В этой перемене заключалась довольно важная выгода: представители православия в польских владениях, зависевшие в духовных делах от киевского митрополита, отныне очутились, так сказать, хотя бы косвенно под духовным надзором московского правительства. Вмешательство в польские дела, как это обнаружилось впоследствии из истории вопроса о диссидентах, сделалось одним из важнейших условий разделов Польши.

Отношения между Москвой и Польшей, несмотря на заключение Андрусовского договора, оставались враждебными. Дипломатические съезды в 1670, 1674 и 1678 годах приводили лишь к временным результатам. И Польша, и Москва нуждались в заключении окончательного мира. Уже двадцать семь лет продолжалась борьба за Малороссию, когда началось правление Софьи. Надежда польского правительства во время царствования Федора возбуждением раздора между Турцией и Россией возвратить себе Малороссию оказалась тщетной. Хотя в Польше царствовал деятельный и способный король Ян Собесский, она все-таки не была в состоянии воевать серьезно из-за Малороссии. Зато и Польша и Московское государство должны были думать о союзе против турок и татар.

Отношения России и крымских татар все еще были чрезвычайно натянуты. Поминки, отправляемые ежегодно в Крым московским правительством, имели отчасти характер дани. Несмотря на приносимые жертвы такого рода, каждую минуту можно было ожидать вторжения хищников в пределы России. Иногда случалось, что города, находившиеся близ татарской границы, страдали ужасно от набегов татар, уводивших в плен десятки тысяч жителей.

Юрий Крижанич писал в 1667 году в своем сочинении "О промысле" следующее: "На всех военных судах турок не видно почти никаких других гребцов, кроме людей русского происхождения, а в городах и местечках по всей Греции, Палестине, Сирии, Египту и Анатолии,. или по всему Турецкому царству, видно такое множество русских пленных, что они обыкновенно спрашивают у наших: остались ли еще на Руси какие-нибудь люди?"

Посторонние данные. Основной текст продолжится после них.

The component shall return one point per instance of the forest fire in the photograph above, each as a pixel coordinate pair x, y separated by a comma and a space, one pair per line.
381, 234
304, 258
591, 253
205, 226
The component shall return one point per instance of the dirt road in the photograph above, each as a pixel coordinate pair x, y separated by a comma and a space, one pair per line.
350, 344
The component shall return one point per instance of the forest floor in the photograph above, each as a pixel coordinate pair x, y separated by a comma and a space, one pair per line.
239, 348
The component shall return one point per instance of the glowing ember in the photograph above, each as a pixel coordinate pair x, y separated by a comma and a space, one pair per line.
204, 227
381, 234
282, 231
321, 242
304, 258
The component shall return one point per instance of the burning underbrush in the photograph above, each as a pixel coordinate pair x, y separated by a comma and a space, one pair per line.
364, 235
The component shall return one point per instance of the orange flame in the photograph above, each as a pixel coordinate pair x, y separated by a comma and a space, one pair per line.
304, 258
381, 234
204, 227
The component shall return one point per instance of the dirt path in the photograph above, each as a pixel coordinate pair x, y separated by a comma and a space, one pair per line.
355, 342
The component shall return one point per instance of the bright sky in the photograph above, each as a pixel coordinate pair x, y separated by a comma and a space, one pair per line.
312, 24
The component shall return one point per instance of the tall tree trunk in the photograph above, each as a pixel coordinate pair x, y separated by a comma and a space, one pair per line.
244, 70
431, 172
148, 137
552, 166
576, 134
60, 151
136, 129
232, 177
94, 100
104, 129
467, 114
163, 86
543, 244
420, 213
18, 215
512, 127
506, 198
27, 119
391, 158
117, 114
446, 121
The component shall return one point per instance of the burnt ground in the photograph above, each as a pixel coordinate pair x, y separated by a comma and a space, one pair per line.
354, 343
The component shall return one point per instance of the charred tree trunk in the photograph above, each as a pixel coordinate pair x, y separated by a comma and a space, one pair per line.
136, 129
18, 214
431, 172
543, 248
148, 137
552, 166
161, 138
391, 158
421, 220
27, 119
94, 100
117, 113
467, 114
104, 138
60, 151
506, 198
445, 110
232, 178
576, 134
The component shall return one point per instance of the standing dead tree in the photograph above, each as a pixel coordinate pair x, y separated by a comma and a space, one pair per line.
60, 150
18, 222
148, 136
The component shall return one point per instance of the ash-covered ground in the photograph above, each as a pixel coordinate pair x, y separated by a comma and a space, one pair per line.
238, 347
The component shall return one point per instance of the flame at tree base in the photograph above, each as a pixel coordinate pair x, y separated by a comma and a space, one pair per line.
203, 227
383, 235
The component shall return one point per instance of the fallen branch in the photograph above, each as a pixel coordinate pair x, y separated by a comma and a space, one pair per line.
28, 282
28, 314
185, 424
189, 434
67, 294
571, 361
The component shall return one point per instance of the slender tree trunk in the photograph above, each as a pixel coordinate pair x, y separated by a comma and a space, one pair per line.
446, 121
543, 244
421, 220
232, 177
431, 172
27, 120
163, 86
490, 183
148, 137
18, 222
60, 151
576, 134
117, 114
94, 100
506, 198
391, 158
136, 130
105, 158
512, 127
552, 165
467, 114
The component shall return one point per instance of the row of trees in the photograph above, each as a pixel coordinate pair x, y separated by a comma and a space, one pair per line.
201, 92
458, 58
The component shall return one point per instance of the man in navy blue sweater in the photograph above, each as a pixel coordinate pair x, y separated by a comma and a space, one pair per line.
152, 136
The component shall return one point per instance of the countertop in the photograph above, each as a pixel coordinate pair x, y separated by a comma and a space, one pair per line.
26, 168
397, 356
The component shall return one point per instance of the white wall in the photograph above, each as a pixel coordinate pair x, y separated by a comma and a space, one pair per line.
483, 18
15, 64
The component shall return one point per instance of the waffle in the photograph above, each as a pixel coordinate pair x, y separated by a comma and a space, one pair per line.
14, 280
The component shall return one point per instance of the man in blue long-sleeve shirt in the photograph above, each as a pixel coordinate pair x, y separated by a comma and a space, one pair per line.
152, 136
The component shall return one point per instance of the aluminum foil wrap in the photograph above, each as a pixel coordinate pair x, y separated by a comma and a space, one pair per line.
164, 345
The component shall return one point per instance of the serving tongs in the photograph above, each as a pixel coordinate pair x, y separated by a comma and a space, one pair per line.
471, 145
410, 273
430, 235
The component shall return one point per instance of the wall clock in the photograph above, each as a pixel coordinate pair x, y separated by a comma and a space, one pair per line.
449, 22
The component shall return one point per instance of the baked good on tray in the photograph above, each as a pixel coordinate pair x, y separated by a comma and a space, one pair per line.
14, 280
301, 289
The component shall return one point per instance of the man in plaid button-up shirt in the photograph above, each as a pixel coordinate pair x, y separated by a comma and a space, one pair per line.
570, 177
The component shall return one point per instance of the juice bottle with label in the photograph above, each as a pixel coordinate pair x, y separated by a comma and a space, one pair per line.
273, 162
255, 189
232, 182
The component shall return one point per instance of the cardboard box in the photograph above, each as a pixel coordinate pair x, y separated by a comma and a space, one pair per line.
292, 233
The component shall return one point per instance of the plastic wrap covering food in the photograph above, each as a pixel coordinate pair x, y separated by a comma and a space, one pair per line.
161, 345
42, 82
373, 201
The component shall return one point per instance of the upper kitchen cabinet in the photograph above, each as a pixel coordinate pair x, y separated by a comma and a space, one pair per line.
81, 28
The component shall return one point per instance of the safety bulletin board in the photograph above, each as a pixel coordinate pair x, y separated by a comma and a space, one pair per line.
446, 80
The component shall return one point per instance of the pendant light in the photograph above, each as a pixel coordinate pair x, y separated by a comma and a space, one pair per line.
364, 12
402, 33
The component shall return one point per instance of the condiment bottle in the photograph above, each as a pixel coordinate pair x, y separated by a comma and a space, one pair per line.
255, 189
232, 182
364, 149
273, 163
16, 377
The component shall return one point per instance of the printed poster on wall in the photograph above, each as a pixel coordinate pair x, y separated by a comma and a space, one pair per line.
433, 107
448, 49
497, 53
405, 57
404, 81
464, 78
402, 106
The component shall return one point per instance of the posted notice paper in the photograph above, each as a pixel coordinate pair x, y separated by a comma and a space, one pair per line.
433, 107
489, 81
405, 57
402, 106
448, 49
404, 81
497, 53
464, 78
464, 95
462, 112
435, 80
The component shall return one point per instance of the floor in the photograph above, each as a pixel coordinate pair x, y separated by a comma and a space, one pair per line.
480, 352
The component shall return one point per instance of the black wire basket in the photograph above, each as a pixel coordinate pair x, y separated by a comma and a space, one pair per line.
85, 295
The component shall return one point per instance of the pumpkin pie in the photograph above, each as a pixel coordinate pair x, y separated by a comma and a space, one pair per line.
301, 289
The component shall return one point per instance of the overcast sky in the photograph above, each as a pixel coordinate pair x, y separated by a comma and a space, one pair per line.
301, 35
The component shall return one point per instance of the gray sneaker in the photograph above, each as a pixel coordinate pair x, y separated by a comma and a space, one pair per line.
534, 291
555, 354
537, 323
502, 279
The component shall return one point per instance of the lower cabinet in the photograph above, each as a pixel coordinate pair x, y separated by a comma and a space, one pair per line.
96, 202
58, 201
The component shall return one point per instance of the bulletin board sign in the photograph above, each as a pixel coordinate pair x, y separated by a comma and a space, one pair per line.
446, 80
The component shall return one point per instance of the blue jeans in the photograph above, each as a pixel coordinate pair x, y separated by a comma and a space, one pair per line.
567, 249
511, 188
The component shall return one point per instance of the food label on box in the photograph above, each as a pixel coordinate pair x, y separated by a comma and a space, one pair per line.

Таким образом пострадали, например, в то время города Елец, Ливны, Бельцы и др. В дневнике Гордона мы встречаем множество рассказов о насилии и грабежах со стороны татар. В начале 1662 года Гордон сообщает подробно о появлении татар у Севска и Карачева и об уведении ими в плен значительного числа жителей. В 1684 году рассказано о сожжении города Умани, бывшего тогда под властью Польши, о появлении татар целыми сотнями в окрестностях Киева, о сожжении города Немирова и об уведении в плен всех его жителей и проч.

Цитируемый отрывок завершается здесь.